The World Health Organization chief has apologized after confusing communication earlier this week about the contagiousness of corona patients who have no symptoms. “Covid-19 is a new virus, and the WHO is learning every day,” said Director-General Tedros Adhanom Ghebreyesus.
During a news conference at headquarters in Geneva on Wednesday evening, the WHO chief said that the health agency “could always do better”.
The World Health Organization received a lot of criticism this week after one of its top scientists said Monday that the spread of the new coronavirus by infected patients who do not develop symptoms is “very rare.”
The scientific world stood on its back legs because research contradicts that. Moreover, the ‘news’ also started to spread on social media, and some began to argue cheerfully that oral masks and distance are not so important after all.
Less than 24 hours later, WHO epidemiologist Maria Van Kerkhove returned to the statement in a special press conference. “It was a misunderstanding,” she said. “We don’t actually have the answer yet.”
She added that she had responded to a question from a journalist during a press release and that she was in no way “propagating a policy or anything like that by the WHO.”
By “very rare,” she did not mean in her own words that asymptomatic transmission hardly occurs. “We know that some people pass on the virus without symptoms.”
She previously referred to the fact that there is “only a small subset of studies” talking about that issue. At the same time, WHO also admitted that some models state that as many as 41 percents of infections can be associated with asymptomatic cases. But no one who actually knows enough about it at the moment.
What is Asymptomatic?
An asymptomatic person is someone who is infected with Covid-19 but never develops symptoms. This is not the same as a pre-symptomatic patient who does develop symptoms later in the infection. Studies have shown that infected people can spread the lung virus even before they have symptoms.
Infected people who never develop symptoms could also infect others, according to studies. But it is still a big unknown. About a third of corona infections are asymptomatic, according to the U.S. Center for Disease Control, and some models go up to more than 40 percent.
In any case, research suggests that about half of all infections occur through asymptomatic or pre-symptomatic patients.
“Much that we don’t know”
In her reaction to the commotion, Van Kerkhove, therefore, stated that there is “still much that we do not know”.
“In the majority of infections we know about, people with symptoms transmit the virus to other people through infected drops. Of course, there are also a number of people who do not develop symptoms. But we don’t know exactly how many people it is.”
“We do know that some people who are asymptomatic can spread the virus. What we need to understand better is how many people in the population have no symptoms, and how many of these individuals infect others.” An additional difficulty is that what at first appears to be asymptomatic cases often turn out to be cases in which the disease is rather mild.
“The research into asymptomatic spread continues,” said WHO CEO Tedros Adhanom Ghebreyesus. “We see that more and more research is being done. Here’s what we do know for sure: Finding, isolating and testing people with symptoms, and tracing and isolating their contacts, is a very important way to stop further spread.” Keeping distance and hand hygiene are also very important.
It is not the first time that WHO has withdrawn statements or advice.
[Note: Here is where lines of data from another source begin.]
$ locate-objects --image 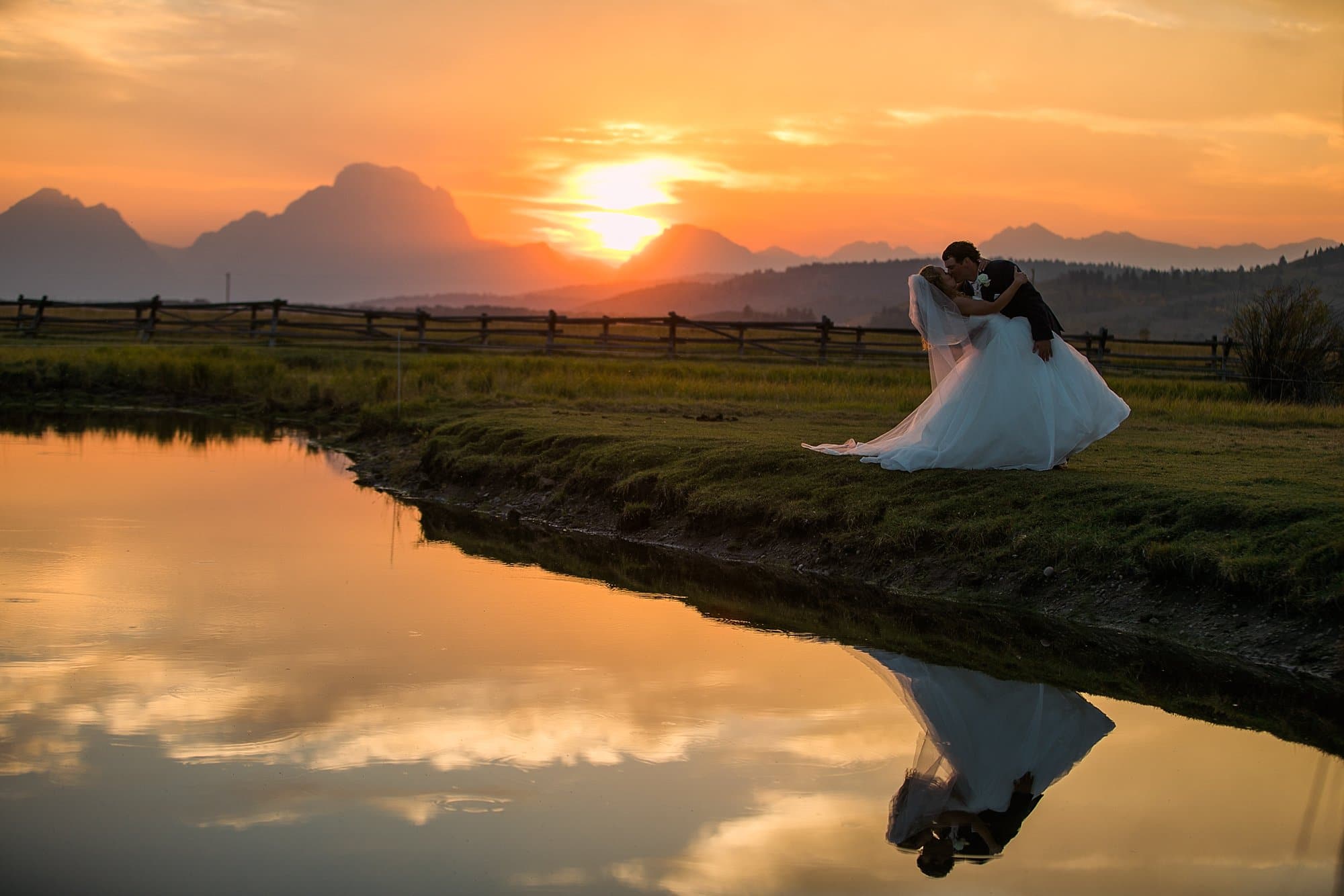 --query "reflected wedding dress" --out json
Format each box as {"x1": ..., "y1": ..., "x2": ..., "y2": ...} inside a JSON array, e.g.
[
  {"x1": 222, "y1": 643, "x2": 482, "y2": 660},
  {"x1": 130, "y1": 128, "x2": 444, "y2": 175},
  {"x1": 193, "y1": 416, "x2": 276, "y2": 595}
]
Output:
[
  {"x1": 847, "y1": 647, "x2": 1116, "y2": 845},
  {"x1": 802, "y1": 274, "x2": 1129, "y2": 470}
]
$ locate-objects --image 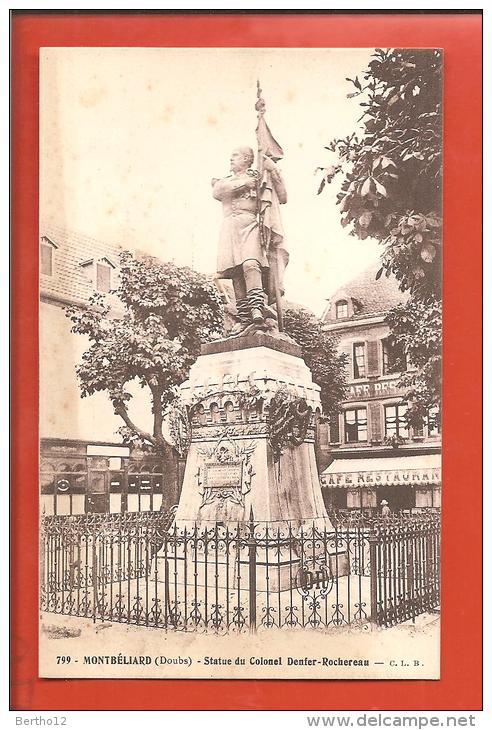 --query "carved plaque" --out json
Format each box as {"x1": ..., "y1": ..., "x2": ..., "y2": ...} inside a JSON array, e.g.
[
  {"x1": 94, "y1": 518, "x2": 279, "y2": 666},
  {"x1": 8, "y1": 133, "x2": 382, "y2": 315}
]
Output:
[{"x1": 203, "y1": 461, "x2": 243, "y2": 489}]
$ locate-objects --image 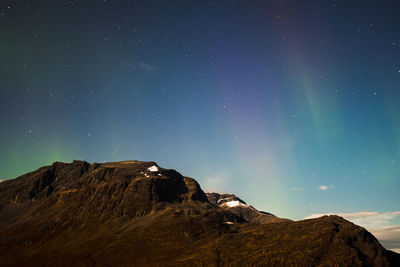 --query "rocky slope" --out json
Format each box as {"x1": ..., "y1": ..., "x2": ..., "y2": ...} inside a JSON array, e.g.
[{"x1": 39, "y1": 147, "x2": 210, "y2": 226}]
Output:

Just last week, the organization amended its guideline about wearing a mouth mask after new studies. She now advises everyone to wear a fabric mask if there is a risk of infection, and if you cannot keep a sufficient distance. Previously, WHO had always maintained that wearing respirators in public is of little use. “Wearing a mouth mask reduces the risk of asymptomatic and pre-symptomatic infection,” Van Kerkhove said Tuesday.
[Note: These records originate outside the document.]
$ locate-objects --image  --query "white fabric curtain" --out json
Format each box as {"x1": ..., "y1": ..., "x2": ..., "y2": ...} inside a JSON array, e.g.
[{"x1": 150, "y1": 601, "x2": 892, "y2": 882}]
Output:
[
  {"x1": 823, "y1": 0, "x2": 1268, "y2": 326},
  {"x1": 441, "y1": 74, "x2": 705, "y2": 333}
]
At the end of May, WHO suspended “clinical” trials of hydroxychloroquine “temporarily” as a precaution, after a study found that the use of chloroquine or its derivatives, such as hydroxychloroquine, against Covid-19 is ineffective or even harmful.
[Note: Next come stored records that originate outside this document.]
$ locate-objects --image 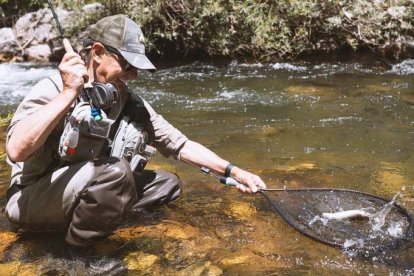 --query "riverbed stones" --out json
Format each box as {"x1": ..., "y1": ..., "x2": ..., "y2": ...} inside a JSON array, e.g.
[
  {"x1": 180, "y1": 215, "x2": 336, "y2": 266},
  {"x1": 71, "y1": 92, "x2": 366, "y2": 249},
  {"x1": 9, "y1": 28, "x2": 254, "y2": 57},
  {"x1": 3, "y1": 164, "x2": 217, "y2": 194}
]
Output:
[
  {"x1": 124, "y1": 252, "x2": 160, "y2": 274},
  {"x1": 178, "y1": 261, "x2": 223, "y2": 276},
  {"x1": 0, "y1": 28, "x2": 19, "y2": 61},
  {"x1": 0, "y1": 232, "x2": 17, "y2": 260},
  {"x1": 157, "y1": 221, "x2": 200, "y2": 240},
  {"x1": 225, "y1": 201, "x2": 257, "y2": 219}
]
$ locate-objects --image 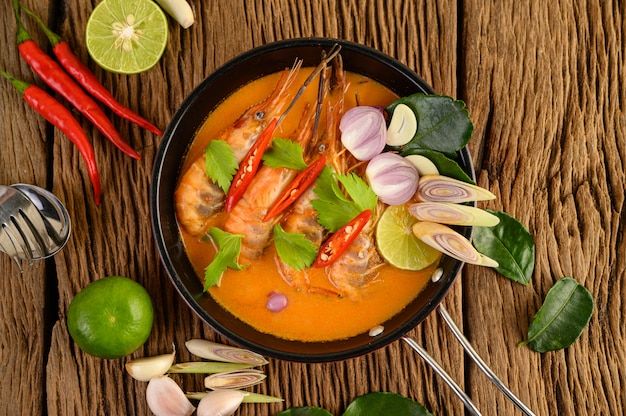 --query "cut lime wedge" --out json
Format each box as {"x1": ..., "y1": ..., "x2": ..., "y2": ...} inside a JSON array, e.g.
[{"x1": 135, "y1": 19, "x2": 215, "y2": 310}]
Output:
[
  {"x1": 376, "y1": 205, "x2": 441, "y2": 270},
  {"x1": 86, "y1": 0, "x2": 167, "y2": 74}
]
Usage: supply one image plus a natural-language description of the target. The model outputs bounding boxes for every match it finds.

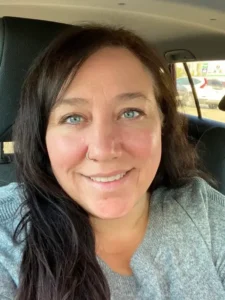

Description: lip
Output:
[83,169,134,192]
[84,169,132,177]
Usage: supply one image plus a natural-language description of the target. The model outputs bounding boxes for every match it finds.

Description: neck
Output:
[90,193,149,254]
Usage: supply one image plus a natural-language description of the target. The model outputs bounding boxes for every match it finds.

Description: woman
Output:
[0,26,225,300]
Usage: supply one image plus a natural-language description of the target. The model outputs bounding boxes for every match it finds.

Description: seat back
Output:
[197,127,225,195]
[0,17,71,186]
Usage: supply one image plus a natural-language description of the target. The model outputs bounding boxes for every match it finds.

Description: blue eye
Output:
[123,109,141,119]
[65,115,83,124]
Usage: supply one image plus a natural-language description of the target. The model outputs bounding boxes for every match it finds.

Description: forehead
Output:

This new episode about asymptomatic infections mainly reveals how much uncertainty remains about the feared new lung virus and how difficult it is for health authorities to communicate about this uncertainty, especially in view of the great demand for new insights from citizens and the anger or confusion that can accompany it.
“Communicating complex science about a new virus in real-time is not always easy, but we see it as part of our duty to the world,” Tedros said. “We welcome constructive debate, and that’s just how science makes progress. WHO advises will continue to evolve as new information becomes available.”